Israel, so beispielsweise ein Podiumssprecher, bedrohe den Gaza-Streifen mit der Atombombe und habe einen faschistischen Premierminister. Verschwörungstheorien kommen in diesem Mi­lieu bekanntlich gut an, eine der beliebtesten, die auf vielen Veranstaltungen präsentiert wurde, lautete, »neokonservative Warlords« würden aus Profitgier die Welt in einen »Kampf der Kulturen« stürzen wollen. Im Mittelpunkt dieser Welt stehe die »neokolonialistische Mauer« stehe, die durch Palästina gehe. Unter den Feinden Israels waren in Genf auch die orthodoxen Juden der antizionistischen Bewegung Neturai Karta vertreten. Mit iranischem Begleitschutz besuchten sie viele Veranstaltungen und nutzten sie als Plattform für ihre Botschaften – von der »gerechten islamischen Herrschaft über die Juden« bis hin zur »Erscheinung des Messias« –, während Vertreter einer der Hizbollah nahestehenden Organisation versuchten, »unerwünschte« Teilnehmer der Konferenz einzuschüchtern, zum Beispiel durch ununterbrochenes Fotografieren.

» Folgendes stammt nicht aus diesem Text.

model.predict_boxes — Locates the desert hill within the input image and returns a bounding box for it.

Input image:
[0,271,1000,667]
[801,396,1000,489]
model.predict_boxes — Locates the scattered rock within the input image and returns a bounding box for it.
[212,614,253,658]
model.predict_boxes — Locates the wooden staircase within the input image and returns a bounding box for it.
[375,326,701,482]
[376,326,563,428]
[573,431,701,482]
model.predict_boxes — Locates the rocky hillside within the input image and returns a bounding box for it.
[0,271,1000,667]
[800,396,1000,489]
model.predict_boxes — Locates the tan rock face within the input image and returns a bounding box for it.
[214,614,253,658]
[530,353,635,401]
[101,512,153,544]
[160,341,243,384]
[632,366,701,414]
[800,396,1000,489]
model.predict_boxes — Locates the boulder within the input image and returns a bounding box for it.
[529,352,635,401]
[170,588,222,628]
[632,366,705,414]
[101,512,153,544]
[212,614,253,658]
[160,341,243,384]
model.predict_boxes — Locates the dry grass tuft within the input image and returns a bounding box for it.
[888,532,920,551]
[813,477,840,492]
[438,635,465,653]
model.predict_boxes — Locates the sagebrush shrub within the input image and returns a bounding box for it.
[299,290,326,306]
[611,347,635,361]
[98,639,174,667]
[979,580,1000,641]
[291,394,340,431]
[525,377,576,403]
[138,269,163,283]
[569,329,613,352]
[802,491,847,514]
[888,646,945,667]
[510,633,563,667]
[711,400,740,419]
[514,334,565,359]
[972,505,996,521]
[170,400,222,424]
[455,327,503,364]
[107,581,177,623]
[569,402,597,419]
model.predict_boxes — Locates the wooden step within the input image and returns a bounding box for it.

Die Rassismuskonferenz wird als Farce in die Geschichte eingehen, und dennoch kann man nicht von einer exakten Wiederholung der Konferenz von Durban 2001 sprechen, wenigstens nicht in Hinblick auf die Partizipation an den zahlreichen Initiativen, die bereits lange Zeit vorher eine Kritik formulierten. Da sich diesmal der größte Teil der Side Events in dem Genfer UN-Gebäude abspielte, wurden zumindest einige Veranstaltungen mit offen antisemitischem Charakter von der Konferenzleitung untersagt. Auch wurde alles Material, das als »verhetzend« klassifiziert wurde, umgehend vom UN-Sicherheitsdienst beschlag­nahmt. Ausschlaggebend, um den antizionistischen Konsens in Genf aufzubrechen, war aber vor allem die Teilnahme zahlreicher jüdischer Organisationen aus der ganzen Welt, denen es mit vielen Veranstaltungen und Protest­aktionen gelang, eine Art Gegenöffentlichkeit herzustellen.
Die Bilder von einem Mitglied der European Union of Jewish Students, das mit einer Clowns­perücke während Ahmadinejads Rede in den Saal stürmte und die Konferenz als »Maskerade« beschimpfte, sind durch alle Medien gegangen. Doch es gab auch weitere gelungene Störungen. Eine Gruppe der Union of Jewish Students tat laut in der UN-Lobby ihren Protest kund, und am Rande einer Pressekonferenz des iranischen Staatspräsidenten kam es zu einem Zusammenstoß zwischen einer jüdischen Jugendgruppe und Ahmadinejads Entourage, der in Handgreiflichkeiten auszuarten drohte und nur mit Mühe vom Sicherheitspersonal entschärft werden konn te. In der Folge wurde rund 40 Mitgliedern verschiedener Organisationen, unter anderem der B’nai B’rith, die Akkreditierung entzogen. Zu einem Eklat kam es außerdem, weil Ahmadinejads Rede, die in einem großen Saal für die NGO übertragen wurde, zunächst ohne englische Übersetzung ausschließlich im Farsi-Originalton zur Verfügung stand. In dem Saal kam es zu tumult­artigen Szenen, nachdem der bekannte amerikanische Rechtsanwalt und Publizist Alan Dershowitz der UN lauthals ein »Komplott zur Verhinderung legitimer Kritik« unterstellt hatte, was von mehreren Anwesenden mit höhnischem Gelächter und Buh-Rufen quittiert wurde.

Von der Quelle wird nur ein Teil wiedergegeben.